May 25th, 2006 · No Comments

Explorations
ビル・エバンスの代表作は「リバーサイド4部作」、すなわち『泥の川』『螢川』『道頓堀川』・・・は宮本輝の「川」三部作で(笑)、こちらはPortrait in Jazz, Explorations, Waltz for DebbyそしてSunday at the Village Vanguardの4枚。この4枚はベースの名手スコット・ラファロとの共演が収められているためそう呼ばれるわけです。それまでのピアノトリオは、下で紹介したバド・パウエルのようにピアノが主でベースとドラムが従の位置に立っていたのですが、このエバンス~ラファロ~モチアンによってピアノ~ベース~ドラムスが正三角形を描いて対等に絡み合う独特のピアノトリオのあり方が提示されました。これを「インタープレイ」と呼びます(タイトルが『インタープレイ』というエバンスのアルバムがありますが、これは無関係です)。もちろん、単なる実験作ではなく、完成度の高い永遠のピアノトリオということができます。ラファロはこのトリオでの活動中交通事故にあって亡くなるのですが、そのたしかな腕前、イケ面風のルックス、わがままな性格といった特徴と相まって伝説のベーシストとなっていきます。私個人としては、ラファロのベースを楽しみたいならオーネット・コールマンのFree Jazzを聴いた方がよいと思っていますが、最初からこんなの聴いてもラファロ以前にアルバム全体のコンセプトで挫折してしまうでしょうから、エバンストリオがやはりお勧めです。

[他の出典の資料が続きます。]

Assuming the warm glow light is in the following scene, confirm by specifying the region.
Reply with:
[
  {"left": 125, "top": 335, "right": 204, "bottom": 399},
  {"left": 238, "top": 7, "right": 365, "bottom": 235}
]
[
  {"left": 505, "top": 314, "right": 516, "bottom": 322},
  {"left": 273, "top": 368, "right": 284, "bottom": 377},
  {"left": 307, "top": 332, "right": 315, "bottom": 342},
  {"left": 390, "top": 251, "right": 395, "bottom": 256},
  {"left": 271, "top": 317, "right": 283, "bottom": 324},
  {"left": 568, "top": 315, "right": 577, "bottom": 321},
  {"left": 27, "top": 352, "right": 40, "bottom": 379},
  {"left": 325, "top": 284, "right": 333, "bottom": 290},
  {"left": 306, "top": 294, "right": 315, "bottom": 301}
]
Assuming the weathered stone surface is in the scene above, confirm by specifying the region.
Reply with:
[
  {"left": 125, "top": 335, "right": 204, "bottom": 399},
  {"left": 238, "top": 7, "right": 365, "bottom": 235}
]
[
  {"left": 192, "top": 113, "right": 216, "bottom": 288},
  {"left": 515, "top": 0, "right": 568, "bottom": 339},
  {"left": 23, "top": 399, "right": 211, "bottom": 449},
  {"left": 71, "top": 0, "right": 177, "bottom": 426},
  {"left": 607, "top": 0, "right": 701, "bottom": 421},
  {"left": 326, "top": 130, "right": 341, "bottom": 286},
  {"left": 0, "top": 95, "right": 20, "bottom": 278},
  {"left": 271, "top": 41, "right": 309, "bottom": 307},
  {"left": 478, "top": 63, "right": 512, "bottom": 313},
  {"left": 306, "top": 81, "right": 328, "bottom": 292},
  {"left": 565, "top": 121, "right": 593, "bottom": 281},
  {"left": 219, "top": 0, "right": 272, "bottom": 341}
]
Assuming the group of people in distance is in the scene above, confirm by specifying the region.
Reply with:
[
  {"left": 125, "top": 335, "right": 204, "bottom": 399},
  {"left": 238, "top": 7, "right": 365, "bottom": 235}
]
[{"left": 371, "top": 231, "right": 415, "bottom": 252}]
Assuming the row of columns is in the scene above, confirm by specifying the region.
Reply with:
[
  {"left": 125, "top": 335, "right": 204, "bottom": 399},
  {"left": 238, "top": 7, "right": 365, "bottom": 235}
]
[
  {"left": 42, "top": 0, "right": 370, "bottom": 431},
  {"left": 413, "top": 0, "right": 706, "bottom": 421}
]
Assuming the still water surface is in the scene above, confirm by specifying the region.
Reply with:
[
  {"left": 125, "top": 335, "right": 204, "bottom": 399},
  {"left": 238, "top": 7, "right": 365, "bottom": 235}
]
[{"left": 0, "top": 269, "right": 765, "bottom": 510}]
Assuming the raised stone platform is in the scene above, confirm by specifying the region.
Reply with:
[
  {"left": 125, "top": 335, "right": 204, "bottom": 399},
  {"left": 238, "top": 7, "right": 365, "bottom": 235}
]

その「リバーサイド4部作」の中でも、とくに気に入っているのが今日取り上げるExplorationsです。4部作の中では一番地味だけれど、一曲目の「イスラエル」から「ビューティフル・ラブ」、「エルザ」を経てマイルス作曲の「ナーディス」にいたる部分が非常に優れているのでこれを紹介します。「イスラエル」から「ナーディス」まで。ここにはピアノトリオのかつて到達し得なかった経験が収められています。もっとも、LPではたしか「ナーディス」がB面1曲目だったのでこうした流れが見えづらかったような気もします。

ところでこのラファロ。イケ面風なのですが性格が悪く、エバンスを脅してはギャラを前払いさせていたそうです。天才でルックスもいいのに、その性格に難がある。私は、最近日本を出国してアイスランドに行ったチェスの天才、ボビー・フィッシャーを連想してしまうのですが。